Tampoco te hablé de una ciénega con flamencos en el Atacama, a mitad de la
arena. No, pero desairamos la invitación a un torneo internacional de golfito
con mis colegas sureños e Isabel, para correr cerro arriba por las banquetas
hasta Lleras, a través de los locales comerciales
cuyos televisores mostraban milicos o guerrilleros o algún programa gringo, a
Pastrana mentando la providencia de Dios a cada párrafo. Y quise preguntarte
acerca de las iglesias siempre llenas, de los que rezaban en corro en el
parque, de la mujer que asía con fuerza un rosario mientras jugábamos al bingo.

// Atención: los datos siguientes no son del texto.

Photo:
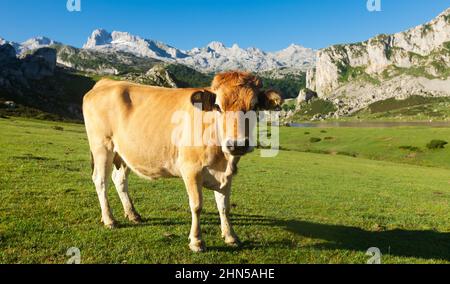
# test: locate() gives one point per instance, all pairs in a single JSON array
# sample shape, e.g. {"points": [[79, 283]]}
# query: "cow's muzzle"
{"points": [[238, 147]]}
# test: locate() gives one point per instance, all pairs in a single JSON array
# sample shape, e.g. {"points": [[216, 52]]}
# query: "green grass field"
{"points": [[323, 202]]}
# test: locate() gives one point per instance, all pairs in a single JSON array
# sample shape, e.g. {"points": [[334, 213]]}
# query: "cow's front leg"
{"points": [[223, 205], [193, 182]]}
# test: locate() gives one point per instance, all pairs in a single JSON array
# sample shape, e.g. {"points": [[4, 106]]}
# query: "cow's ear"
{"points": [[270, 100], [204, 100]]}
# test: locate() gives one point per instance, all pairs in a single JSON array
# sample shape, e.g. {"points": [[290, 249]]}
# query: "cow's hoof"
{"points": [[233, 242], [134, 218], [111, 226], [197, 246]]}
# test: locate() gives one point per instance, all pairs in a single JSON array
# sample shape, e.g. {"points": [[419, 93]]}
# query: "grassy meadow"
{"points": [[325, 201]]}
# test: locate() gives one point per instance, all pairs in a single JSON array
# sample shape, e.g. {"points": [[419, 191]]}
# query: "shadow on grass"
{"points": [[402, 243]]}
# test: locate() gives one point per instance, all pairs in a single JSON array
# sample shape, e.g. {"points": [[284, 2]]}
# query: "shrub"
{"points": [[436, 144], [314, 140]]}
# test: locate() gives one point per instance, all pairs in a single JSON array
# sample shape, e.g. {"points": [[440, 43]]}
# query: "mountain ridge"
{"points": [[408, 63]]}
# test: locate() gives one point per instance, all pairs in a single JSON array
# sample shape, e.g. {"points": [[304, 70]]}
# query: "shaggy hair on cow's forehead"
{"points": [[239, 89]]}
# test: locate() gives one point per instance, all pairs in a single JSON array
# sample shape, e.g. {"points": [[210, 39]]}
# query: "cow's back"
{"points": [[135, 121]]}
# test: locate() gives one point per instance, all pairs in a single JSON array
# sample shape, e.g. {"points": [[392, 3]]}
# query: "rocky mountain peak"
{"points": [[98, 37], [413, 62], [214, 57]]}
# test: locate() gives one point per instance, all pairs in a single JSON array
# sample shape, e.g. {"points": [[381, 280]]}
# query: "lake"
{"points": [[370, 124]]}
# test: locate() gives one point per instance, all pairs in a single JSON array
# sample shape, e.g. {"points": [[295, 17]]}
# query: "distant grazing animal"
{"points": [[130, 127]]}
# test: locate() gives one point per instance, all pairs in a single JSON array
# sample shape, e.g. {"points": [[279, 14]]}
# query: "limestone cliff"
{"points": [[414, 62]]}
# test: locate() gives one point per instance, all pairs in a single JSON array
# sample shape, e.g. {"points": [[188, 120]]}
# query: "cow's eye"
{"points": [[217, 107]]}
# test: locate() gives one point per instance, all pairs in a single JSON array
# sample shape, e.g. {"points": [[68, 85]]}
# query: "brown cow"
{"points": [[130, 127]]}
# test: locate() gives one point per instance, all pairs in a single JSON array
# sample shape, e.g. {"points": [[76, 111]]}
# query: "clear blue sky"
{"points": [[267, 24]]}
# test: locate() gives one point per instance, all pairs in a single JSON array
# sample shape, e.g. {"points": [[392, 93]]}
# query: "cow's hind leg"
{"points": [[223, 205], [120, 179], [101, 170]]}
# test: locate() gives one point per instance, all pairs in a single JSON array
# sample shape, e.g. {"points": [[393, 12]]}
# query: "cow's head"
{"points": [[235, 95]]}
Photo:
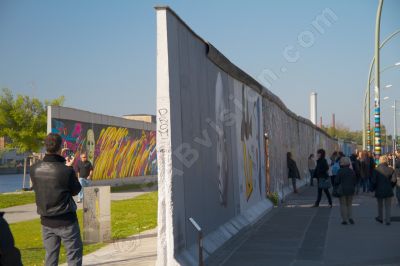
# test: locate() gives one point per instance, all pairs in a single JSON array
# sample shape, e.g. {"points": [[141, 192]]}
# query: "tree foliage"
{"points": [[24, 120], [343, 132]]}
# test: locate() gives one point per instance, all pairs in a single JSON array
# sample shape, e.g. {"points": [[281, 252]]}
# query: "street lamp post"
{"points": [[377, 117], [367, 101], [394, 134]]}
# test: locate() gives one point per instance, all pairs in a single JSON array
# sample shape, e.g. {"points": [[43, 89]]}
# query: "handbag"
{"points": [[337, 191], [324, 183]]}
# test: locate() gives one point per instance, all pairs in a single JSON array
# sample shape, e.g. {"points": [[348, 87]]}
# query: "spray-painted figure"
{"points": [[90, 145]]}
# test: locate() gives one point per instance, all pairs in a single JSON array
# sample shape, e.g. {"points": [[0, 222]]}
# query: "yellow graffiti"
{"points": [[248, 171], [115, 149]]}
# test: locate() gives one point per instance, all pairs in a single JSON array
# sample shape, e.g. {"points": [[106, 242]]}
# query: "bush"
{"points": [[274, 198]]}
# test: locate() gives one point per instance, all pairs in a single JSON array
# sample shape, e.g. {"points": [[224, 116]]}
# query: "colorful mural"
{"points": [[114, 151], [250, 134]]}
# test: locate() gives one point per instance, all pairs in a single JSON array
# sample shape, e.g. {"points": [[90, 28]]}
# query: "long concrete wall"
{"points": [[222, 140], [117, 147]]}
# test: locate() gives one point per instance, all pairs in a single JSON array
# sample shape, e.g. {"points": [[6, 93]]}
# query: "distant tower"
{"points": [[313, 107]]}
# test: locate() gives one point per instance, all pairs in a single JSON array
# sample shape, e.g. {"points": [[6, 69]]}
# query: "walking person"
{"points": [[311, 168], [293, 171], [54, 183], [85, 173], [365, 171], [321, 173], [356, 168], [383, 181], [372, 166], [345, 183]]}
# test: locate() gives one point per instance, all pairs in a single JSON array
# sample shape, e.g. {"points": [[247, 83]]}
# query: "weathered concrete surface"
{"points": [[295, 234], [213, 120], [138, 250], [96, 214]]}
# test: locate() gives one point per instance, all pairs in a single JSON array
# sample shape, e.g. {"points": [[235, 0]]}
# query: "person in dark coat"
{"points": [[321, 174], [357, 170], [345, 183], [365, 170], [293, 171], [383, 181], [9, 254], [372, 166]]}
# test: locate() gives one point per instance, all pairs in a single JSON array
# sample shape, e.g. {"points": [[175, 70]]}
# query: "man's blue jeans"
{"points": [[70, 236], [84, 183]]}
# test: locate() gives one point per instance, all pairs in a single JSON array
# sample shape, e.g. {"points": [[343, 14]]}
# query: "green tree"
{"points": [[343, 132], [24, 120]]}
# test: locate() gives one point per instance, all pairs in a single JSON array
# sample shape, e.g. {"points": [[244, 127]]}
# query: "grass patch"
{"points": [[128, 217], [15, 199], [132, 187]]}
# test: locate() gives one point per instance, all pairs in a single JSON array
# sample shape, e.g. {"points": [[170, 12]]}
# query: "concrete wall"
{"points": [[211, 121], [117, 147]]}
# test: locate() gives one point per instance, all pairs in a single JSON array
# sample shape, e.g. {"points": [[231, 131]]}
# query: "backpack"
{"points": [[335, 168]]}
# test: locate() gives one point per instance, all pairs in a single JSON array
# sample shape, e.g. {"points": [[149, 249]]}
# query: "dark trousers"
{"points": [[327, 193], [311, 177], [71, 238], [365, 184], [398, 194]]}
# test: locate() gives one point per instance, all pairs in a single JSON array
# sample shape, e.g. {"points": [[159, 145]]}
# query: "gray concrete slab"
{"points": [[295, 234]]}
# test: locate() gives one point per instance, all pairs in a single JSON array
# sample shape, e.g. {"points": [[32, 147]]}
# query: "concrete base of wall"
{"points": [[125, 181], [289, 189], [216, 239]]}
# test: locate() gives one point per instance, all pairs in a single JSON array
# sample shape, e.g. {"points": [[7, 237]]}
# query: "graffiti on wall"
{"points": [[115, 152], [222, 162], [249, 132]]}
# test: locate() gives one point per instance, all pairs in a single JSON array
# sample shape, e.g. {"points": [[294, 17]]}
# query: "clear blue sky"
{"points": [[101, 55]]}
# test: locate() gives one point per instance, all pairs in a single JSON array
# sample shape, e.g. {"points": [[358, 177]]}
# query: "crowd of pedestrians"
{"points": [[344, 177]]}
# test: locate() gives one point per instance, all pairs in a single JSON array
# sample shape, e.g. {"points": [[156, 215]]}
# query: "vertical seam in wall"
{"points": [[184, 225]]}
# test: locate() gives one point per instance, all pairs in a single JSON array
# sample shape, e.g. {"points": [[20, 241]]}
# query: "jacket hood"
{"points": [[53, 158]]}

Quise preguntarte sobre aquello que decías de las fincas cuando el chileno y yo
las conocimos a ti y a Isabel, sin embargo me quejé de algo, mandé a la chingada a alguien o algo así, no recuerdo, y tú
sonreíste con tu sonrisa colombiana, me dijiste que hablaba como las
telenovelas, que qué significaba eso de pinche
y eso de chingada.
¿Eres como tu amiga
Isabel quien, como muchas, quería huir, largarse a Estados Unidos o a Canadá, o
de perdida a Chile? ¿O ahora, al igual que yo, cada que entras a un elevador de
cristales, pegas tus manos y señalas hacia ninguna parte? ¿O abandonamos las
cervezas por el hálito de llanto que exudaban quienes rezaban en corro por las
víctimas del coche-bomba? ¿Porque al igual que al paraguayo nos temblaban las
vértebras ante la posibilidad de esa lluvia comprimida en un auto o un
portafolios abandonado? ¿Por eso?
Pediste una Negra
Modelo por sugerencia mía y yo, una Club Colombia.

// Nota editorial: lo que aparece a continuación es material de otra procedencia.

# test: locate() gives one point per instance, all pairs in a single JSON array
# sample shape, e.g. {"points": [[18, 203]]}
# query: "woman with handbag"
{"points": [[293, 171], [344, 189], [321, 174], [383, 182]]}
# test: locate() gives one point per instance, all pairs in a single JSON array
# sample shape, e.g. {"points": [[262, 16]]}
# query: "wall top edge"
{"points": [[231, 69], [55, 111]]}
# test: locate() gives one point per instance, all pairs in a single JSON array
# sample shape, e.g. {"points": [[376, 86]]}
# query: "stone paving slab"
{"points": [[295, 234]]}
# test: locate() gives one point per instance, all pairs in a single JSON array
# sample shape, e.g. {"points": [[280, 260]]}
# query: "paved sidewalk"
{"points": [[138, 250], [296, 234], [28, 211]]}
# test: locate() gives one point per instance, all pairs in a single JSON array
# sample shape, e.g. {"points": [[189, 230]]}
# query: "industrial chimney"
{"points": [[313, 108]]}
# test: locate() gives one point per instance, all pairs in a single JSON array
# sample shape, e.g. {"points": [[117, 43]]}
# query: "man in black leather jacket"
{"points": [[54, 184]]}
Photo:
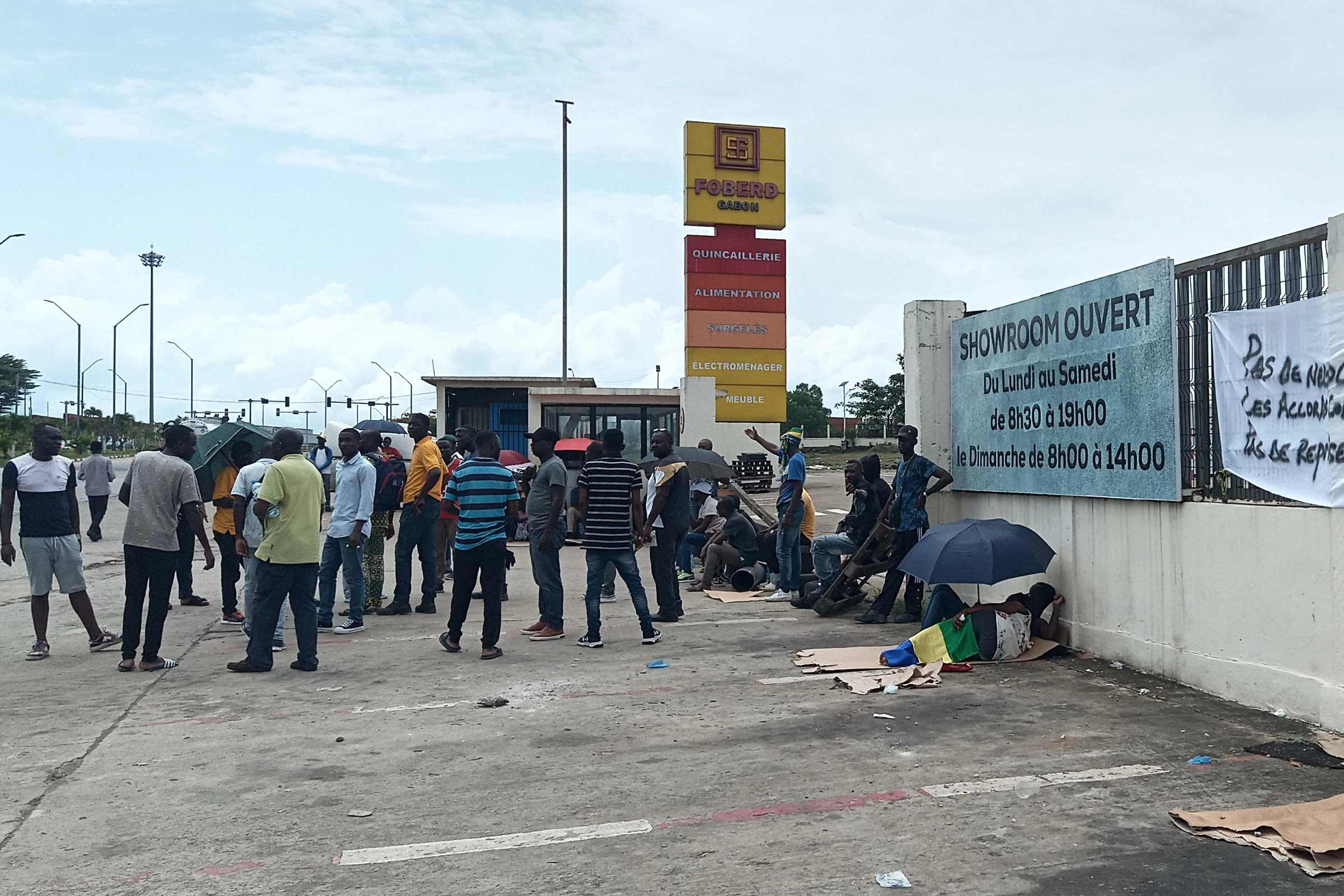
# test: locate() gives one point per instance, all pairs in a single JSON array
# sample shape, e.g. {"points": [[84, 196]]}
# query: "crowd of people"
{"points": [[452, 507]]}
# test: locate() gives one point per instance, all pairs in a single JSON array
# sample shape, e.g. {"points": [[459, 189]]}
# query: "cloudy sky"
{"points": [[337, 183]]}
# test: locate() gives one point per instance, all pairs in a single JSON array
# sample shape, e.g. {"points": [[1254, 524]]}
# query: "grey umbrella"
{"points": [[701, 464]]}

Acá no hay Club Colombia, Alejandra. La última me la
tomé en el aeropuerto de Bogotá, antes de entrelazarme con los militares y el
ansia de escape que carcome las maletas y se enreda con las ilusiones de la
muchedumbre, ansia que aladrilla el empeño aquí y
allá, ansia dura de loterías y plegarias. Algún uniformado, Marulanda
o Castaño, quien fuera, estaba en los televisores, también había banderas y
muchas ganas de que todo fuera diferente, de no haber tenido la necesidad de partir tan rápido, de
que el curso que tomaba con el paraguayo y el chileno y otros tantos hubiera
durado más tiempo, de que el chileno no fuera tan putamadre
convincente al exponer sus razones, de que no lloviera tanto, de que no
existiera siempre la amenaza de esa lluvia roja y no estuviera ahora tomándome
un tinto con vallenato de fondo, escribiéndote algo que no leerás, Alejandra.
Alejandra que tendiste la mano y tuvimos que correr hacia tu casa, que
hilvanabas enredaderas por Medellín. Alejandra entre esqueletos de mariposas y
salamandras degolladas. Tú que dijiste que mis ojos eran dos acequias, o dos
abismos, o dos boletos, ¿fue por eso? ¿Por qué?